Von einer Debatte über Polizeireformen ist das Land dennoch weit entferntBild: Marcello Casal Jr/ABr

Bereits in den 90er Jahren versuchte der brasilianische Parlamentarier und Menschenrechtsaktivist Hélio Bicudo die unterschiedlichen Polizeieinheiten zusammenzuführen. Doch auch sein Vorschlag, zumindest die Militärgerichtsbarkeit abzuschaffen und Militärpolizisten bei Rechtsüberschreitungen und Verbrechen der zivilen Gerichtsbarkeit zu unterstellen, fand bisher im brasilianischen Kongress keine Mehrheit.

"Das sind die Widersprüche Brasiliens", meint der Abgeordnete Adriano Diogo. "Die Bevölkerung wählt eine linke progressive Regierung, doch der politische Einfluss der Rechten ist immer noch sehr stark." Die PT habe es während der langen Regierungszeit seit 2003 nicht geschafft, eine Reform der Polizei vorzunehmen, räumt er ein.

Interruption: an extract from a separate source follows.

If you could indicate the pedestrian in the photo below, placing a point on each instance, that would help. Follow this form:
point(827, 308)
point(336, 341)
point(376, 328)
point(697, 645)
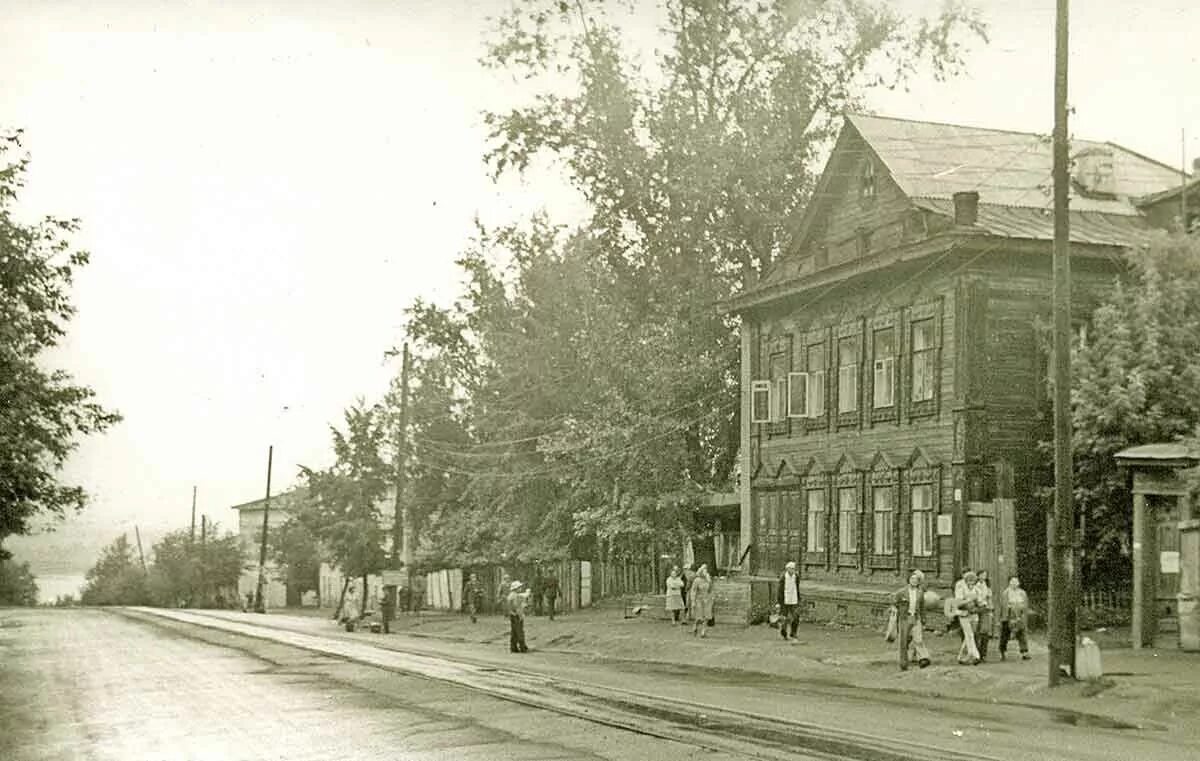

Auch Sicherheitsexperte Antonio Flavio Testa macht die Politik für die Gewalttätigkeit der Polizei mitverantwortlich. "Das Massaker von Carandiru ereignete sich unter zivilem Kommando", stellt der Professor für Politik von der Universität Brasilia klar. In der Praxis bestimme die öffentliche Sicherheitspolitik das Verhalten der Militärpolizei, und die müsse mit demokratischen Grundsätzen vereinbar sein. Testa: "Gewaltexzesse sind inakzeptabel, aber sie existieren."